Dr Chirag A. Shah explains the front-line treatment options for ovarian cancer and the factors considered in choosing maintenance therapies.
Chirag A. Shah, MD: Of the FDA-approved treatments for first-line maintenance, we have PARP inhibitor therapy. PARP inhibitors can be given in monotherapy for all women who have responded to platinum-based treatment, such as this patient who reached a complete response to treatment; she would be an ideal candidate. Given the fact that she has a homologous recombination deficiency [HRD], she’s likely to have a robust response to a PARP inhibitor. The next class of drugs that’s approved in first line, whichpredated the PARP inhibitor approval, which I’m sure many of you who are watching this are familiar with, is bevacizumab. Antiangiogenic therapy has been proven to be effective in women with ovarian cancer in all lines of therapy. Recent research, including from the MITO series of trials, suggests that bevacizumab can be given in the first line, can be given later, and is still effective; that’s a very commonly used drug.

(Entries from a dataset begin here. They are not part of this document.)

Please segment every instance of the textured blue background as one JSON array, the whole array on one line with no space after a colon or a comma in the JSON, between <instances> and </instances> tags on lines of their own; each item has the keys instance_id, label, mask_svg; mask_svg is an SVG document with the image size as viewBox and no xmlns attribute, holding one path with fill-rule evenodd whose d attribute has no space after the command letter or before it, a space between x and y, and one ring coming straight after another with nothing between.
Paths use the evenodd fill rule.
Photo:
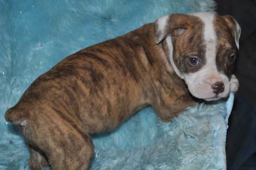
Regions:
<instances>
[{"instance_id":1,"label":"textured blue background","mask_svg":"<svg viewBox=\"0 0 256 170\"><path fill-rule=\"evenodd\" d=\"M163 15L212 10L215 5L212 0L0 0L0 169L29 169L24 141L4 115L39 75L68 55ZM164 133L161 123L151 108L143 109L112 134L94 137L96 158L108 148L127 152L152 145ZM137 156L137 165L146 164ZM98 162L93 169L100 168Z\"/></svg>"}]
</instances>

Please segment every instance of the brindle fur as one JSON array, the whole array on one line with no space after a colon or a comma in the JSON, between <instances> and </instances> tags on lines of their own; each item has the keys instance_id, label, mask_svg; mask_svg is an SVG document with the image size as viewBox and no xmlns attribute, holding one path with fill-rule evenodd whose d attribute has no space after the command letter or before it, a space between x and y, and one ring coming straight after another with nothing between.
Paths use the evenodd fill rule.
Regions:
<instances>
[{"instance_id":1,"label":"brindle fur","mask_svg":"<svg viewBox=\"0 0 256 170\"><path fill-rule=\"evenodd\" d=\"M90 134L110 131L151 106L164 121L195 104L175 73L155 25L82 49L39 77L6 113L19 124L39 169L85 169Z\"/></svg>"}]
</instances>

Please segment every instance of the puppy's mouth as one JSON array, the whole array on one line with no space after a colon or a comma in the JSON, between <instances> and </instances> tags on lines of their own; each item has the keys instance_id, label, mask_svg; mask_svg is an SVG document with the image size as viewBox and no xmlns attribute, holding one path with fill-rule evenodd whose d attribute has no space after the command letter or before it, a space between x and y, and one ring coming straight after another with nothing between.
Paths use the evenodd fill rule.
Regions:
<instances>
[{"instance_id":1,"label":"puppy's mouth","mask_svg":"<svg viewBox=\"0 0 256 170\"><path fill-rule=\"evenodd\" d=\"M215 97L213 98L207 98L207 99L204 99L204 100L206 101L217 101L219 100L220 99L222 98L219 97Z\"/></svg>"}]
</instances>

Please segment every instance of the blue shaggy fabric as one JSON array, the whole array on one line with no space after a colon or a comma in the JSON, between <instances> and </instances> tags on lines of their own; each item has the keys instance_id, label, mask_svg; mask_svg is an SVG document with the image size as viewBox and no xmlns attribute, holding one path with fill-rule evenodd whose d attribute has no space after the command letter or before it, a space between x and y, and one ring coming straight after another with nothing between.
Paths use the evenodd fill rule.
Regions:
<instances>
[{"instance_id":1,"label":"blue shaggy fabric","mask_svg":"<svg viewBox=\"0 0 256 170\"><path fill-rule=\"evenodd\" d=\"M0 0L0 169L30 169L23 138L4 115L39 75L163 15L215 7L213 0ZM146 108L111 133L93 136L90 169L225 169L233 99L189 108L168 123Z\"/></svg>"}]
</instances>

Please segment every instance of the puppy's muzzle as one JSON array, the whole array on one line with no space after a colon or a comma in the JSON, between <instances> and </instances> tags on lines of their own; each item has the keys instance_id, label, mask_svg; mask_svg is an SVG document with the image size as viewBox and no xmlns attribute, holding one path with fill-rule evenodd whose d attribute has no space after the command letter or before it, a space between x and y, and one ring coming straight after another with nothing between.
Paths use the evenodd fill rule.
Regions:
<instances>
[{"instance_id":1,"label":"puppy's muzzle","mask_svg":"<svg viewBox=\"0 0 256 170\"><path fill-rule=\"evenodd\" d=\"M211 85L213 93L218 94L224 91L225 85L222 82L216 82Z\"/></svg>"}]
</instances>

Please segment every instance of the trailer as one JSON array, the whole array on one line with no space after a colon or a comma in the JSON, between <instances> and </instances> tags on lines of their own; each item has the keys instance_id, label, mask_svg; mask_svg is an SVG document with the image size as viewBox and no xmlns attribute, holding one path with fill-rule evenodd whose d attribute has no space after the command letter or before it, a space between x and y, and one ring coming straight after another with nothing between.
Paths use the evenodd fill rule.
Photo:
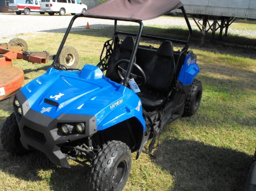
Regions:
<instances>
[{"instance_id":1,"label":"trailer","mask_svg":"<svg viewBox=\"0 0 256 191\"><path fill-rule=\"evenodd\" d=\"M227 36L229 26L237 18L256 19L255 0L182 0L187 14L193 18L202 34L201 44L204 44L205 33L212 32L215 42L216 31L220 29L219 40ZM175 13L182 13L176 9ZM212 22L209 20L212 20Z\"/></svg>"}]
</instances>

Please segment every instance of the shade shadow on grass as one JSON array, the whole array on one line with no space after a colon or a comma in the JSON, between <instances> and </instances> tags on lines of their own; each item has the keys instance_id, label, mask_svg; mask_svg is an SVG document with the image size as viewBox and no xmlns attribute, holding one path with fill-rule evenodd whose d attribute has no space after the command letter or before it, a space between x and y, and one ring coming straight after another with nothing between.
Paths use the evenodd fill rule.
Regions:
<instances>
[{"instance_id":1,"label":"shade shadow on grass","mask_svg":"<svg viewBox=\"0 0 256 191\"><path fill-rule=\"evenodd\" d=\"M80 165L72 165L71 168L57 167L39 151L16 156L7 153L1 145L0 153L0 170L5 173L27 182L46 180L51 190L87 190L85 180L88 169Z\"/></svg>"},{"instance_id":2,"label":"shade shadow on grass","mask_svg":"<svg viewBox=\"0 0 256 191\"><path fill-rule=\"evenodd\" d=\"M252 156L194 140L167 139L153 162L175 179L173 191L243 190Z\"/></svg>"}]
</instances>

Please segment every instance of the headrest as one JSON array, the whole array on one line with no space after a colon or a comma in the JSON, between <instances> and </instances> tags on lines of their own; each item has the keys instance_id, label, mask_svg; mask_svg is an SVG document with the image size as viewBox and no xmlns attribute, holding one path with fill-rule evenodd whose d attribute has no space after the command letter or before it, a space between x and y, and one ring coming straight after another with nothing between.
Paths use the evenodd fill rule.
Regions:
<instances>
[{"instance_id":1,"label":"headrest","mask_svg":"<svg viewBox=\"0 0 256 191\"><path fill-rule=\"evenodd\" d=\"M155 53L158 57L166 58L173 57L173 48L171 41L163 41Z\"/></svg>"},{"instance_id":2,"label":"headrest","mask_svg":"<svg viewBox=\"0 0 256 191\"><path fill-rule=\"evenodd\" d=\"M121 50L127 50L132 51L134 47L134 40L132 37L127 36L120 45L120 48Z\"/></svg>"}]
</instances>

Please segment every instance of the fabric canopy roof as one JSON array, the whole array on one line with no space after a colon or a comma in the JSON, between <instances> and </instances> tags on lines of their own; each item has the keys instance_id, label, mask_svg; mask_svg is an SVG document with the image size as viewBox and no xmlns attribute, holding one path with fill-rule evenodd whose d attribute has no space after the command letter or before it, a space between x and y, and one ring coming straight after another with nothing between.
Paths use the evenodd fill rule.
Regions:
<instances>
[{"instance_id":1,"label":"fabric canopy roof","mask_svg":"<svg viewBox=\"0 0 256 191\"><path fill-rule=\"evenodd\" d=\"M83 13L125 20L149 20L182 6L180 0L108 0Z\"/></svg>"}]
</instances>

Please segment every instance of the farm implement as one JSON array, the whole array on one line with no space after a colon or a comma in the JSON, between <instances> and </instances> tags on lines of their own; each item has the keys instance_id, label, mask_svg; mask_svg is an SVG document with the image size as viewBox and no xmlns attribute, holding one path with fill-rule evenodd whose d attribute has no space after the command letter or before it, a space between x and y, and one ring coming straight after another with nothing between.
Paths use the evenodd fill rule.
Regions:
<instances>
[{"instance_id":1,"label":"farm implement","mask_svg":"<svg viewBox=\"0 0 256 191\"><path fill-rule=\"evenodd\" d=\"M8 43L0 43L0 101L13 96L23 86L23 71L13 66L12 60L20 59L33 63L45 64L55 58L55 55L50 55L46 51L28 52L27 50L27 44L21 38L15 38ZM60 64L67 68L76 66L78 55L75 49L66 46L62 52L58 59Z\"/></svg>"}]
</instances>

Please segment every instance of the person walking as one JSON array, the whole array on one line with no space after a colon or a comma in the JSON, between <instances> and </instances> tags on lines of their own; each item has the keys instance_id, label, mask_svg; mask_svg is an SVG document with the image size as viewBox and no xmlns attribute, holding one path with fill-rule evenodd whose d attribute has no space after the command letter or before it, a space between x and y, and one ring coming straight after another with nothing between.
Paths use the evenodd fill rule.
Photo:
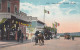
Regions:
<instances>
[{"instance_id":1,"label":"person walking","mask_svg":"<svg viewBox=\"0 0 80 50\"><path fill-rule=\"evenodd\" d=\"M36 33L35 33L35 45L37 45L37 43L38 43L38 34L39 34L39 31L36 31Z\"/></svg>"},{"instance_id":2,"label":"person walking","mask_svg":"<svg viewBox=\"0 0 80 50\"><path fill-rule=\"evenodd\" d=\"M21 30L19 30L18 33L17 33L17 41L18 41L18 42L19 42L19 40L20 40L20 36L21 36Z\"/></svg>"},{"instance_id":3,"label":"person walking","mask_svg":"<svg viewBox=\"0 0 80 50\"><path fill-rule=\"evenodd\" d=\"M74 40L74 36L72 36L72 40Z\"/></svg>"},{"instance_id":4,"label":"person walking","mask_svg":"<svg viewBox=\"0 0 80 50\"><path fill-rule=\"evenodd\" d=\"M24 35L23 33L21 33L21 43L23 43L23 38L24 38Z\"/></svg>"}]
</instances>

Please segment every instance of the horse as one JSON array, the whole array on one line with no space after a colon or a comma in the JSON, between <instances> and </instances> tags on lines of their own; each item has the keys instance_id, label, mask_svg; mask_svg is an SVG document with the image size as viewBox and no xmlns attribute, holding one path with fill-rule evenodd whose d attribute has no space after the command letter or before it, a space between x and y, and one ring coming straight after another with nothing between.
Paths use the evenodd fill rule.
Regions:
<instances>
[{"instance_id":1,"label":"horse","mask_svg":"<svg viewBox=\"0 0 80 50\"><path fill-rule=\"evenodd\" d=\"M44 45L44 36L42 33L38 34L39 45Z\"/></svg>"}]
</instances>

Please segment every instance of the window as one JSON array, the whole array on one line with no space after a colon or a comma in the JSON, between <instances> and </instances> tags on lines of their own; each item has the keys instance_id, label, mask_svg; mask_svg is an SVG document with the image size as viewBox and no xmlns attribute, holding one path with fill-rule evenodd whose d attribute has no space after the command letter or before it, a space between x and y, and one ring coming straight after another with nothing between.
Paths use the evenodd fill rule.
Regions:
<instances>
[{"instance_id":1,"label":"window","mask_svg":"<svg viewBox=\"0 0 80 50\"><path fill-rule=\"evenodd\" d=\"M10 12L10 1L8 1L8 12Z\"/></svg>"},{"instance_id":2,"label":"window","mask_svg":"<svg viewBox=\"0 0 80 50\"><path fill-rule=\"evenodd\" d=\"M2 7L1 5L2 5L2 0L0 0L0 9L1 9L1 7Z\"/></svg>"},{"instance_id":3,"label":"window","mask_svg":"<svg viewBox=\"0 0 80 50\"><path fill-rule=\"evenodd\" d=\"M15 13L17 13L17 6L16 5L14 6L14 11L15 11Z\"/></svg>"}]
</instances>

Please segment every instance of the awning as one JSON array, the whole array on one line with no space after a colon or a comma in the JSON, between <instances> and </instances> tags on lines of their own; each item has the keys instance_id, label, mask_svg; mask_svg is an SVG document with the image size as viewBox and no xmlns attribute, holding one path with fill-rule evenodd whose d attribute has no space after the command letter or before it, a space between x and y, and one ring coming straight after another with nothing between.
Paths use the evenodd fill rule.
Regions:
<instances>
[{"instance_id":1,"label":"awning","mask_svg":"<svg viewBox=\"0 0 80 50\"><path fill-rule=\"evenodd\" d=\"M3 19L0 21L0 24L4 23L6 20L7 20L7 18L3 18Z\"/></svg>"}]
</instances>

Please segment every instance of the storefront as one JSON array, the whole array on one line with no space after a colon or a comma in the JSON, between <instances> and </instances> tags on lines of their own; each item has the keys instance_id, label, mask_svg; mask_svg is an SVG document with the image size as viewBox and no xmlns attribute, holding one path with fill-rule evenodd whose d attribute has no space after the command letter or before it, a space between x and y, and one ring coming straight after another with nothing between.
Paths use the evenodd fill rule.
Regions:
<instances>
[{"instance_id":1,"label":"storefront","mask_svg":"<svg viewBox=\"0 0 80 50\"><path fill-rule=\"evenodd\" d=\"M17 40L17 32L19 28L21 28L21 31L24 34L24 39L26 39L26 26L28 26L30 22L17 19L14 16L11 16L10 19L9 18L4 19L3 19L4 22L0 24L1 40Z\"/></svg>"}]
</instances>

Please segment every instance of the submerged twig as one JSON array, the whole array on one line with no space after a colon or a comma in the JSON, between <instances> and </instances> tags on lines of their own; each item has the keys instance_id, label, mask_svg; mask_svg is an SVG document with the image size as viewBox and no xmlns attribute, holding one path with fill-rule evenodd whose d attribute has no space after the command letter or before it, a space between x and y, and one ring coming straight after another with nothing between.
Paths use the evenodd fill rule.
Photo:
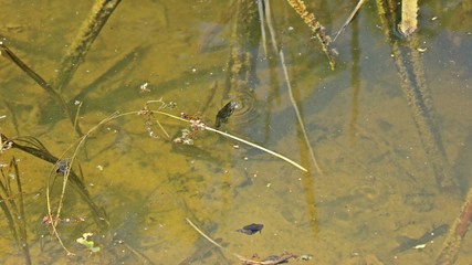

Where people use bevacizumab is really all over the map. In my experience, who decides to give bevacizumab to which patients is quite variable. I tend to use the approach of tailoring my highest-risk patients, those patients who are stage IV, who have suboptimally debulked disease, to think that those patients would benefit from bevacizumab. That is because that decision is often made very early in the time of treatment, sometimes before you even have any testing results back; it’s just based upon the clinical appearance of the patient. In addition, there’s approval for combination PARP and bevacizumab in patients who have HRD or a BRCA mutation based upon the PAOLA series of trials. From the large-scale PRIMA trial, we have approval for niraparib, as was used in this case. Then from the series of GOG trials, and also the ICON trials in Europe, bevacizumab has been approved in the first line, and then the PAOLA trials, as I previously mentioned.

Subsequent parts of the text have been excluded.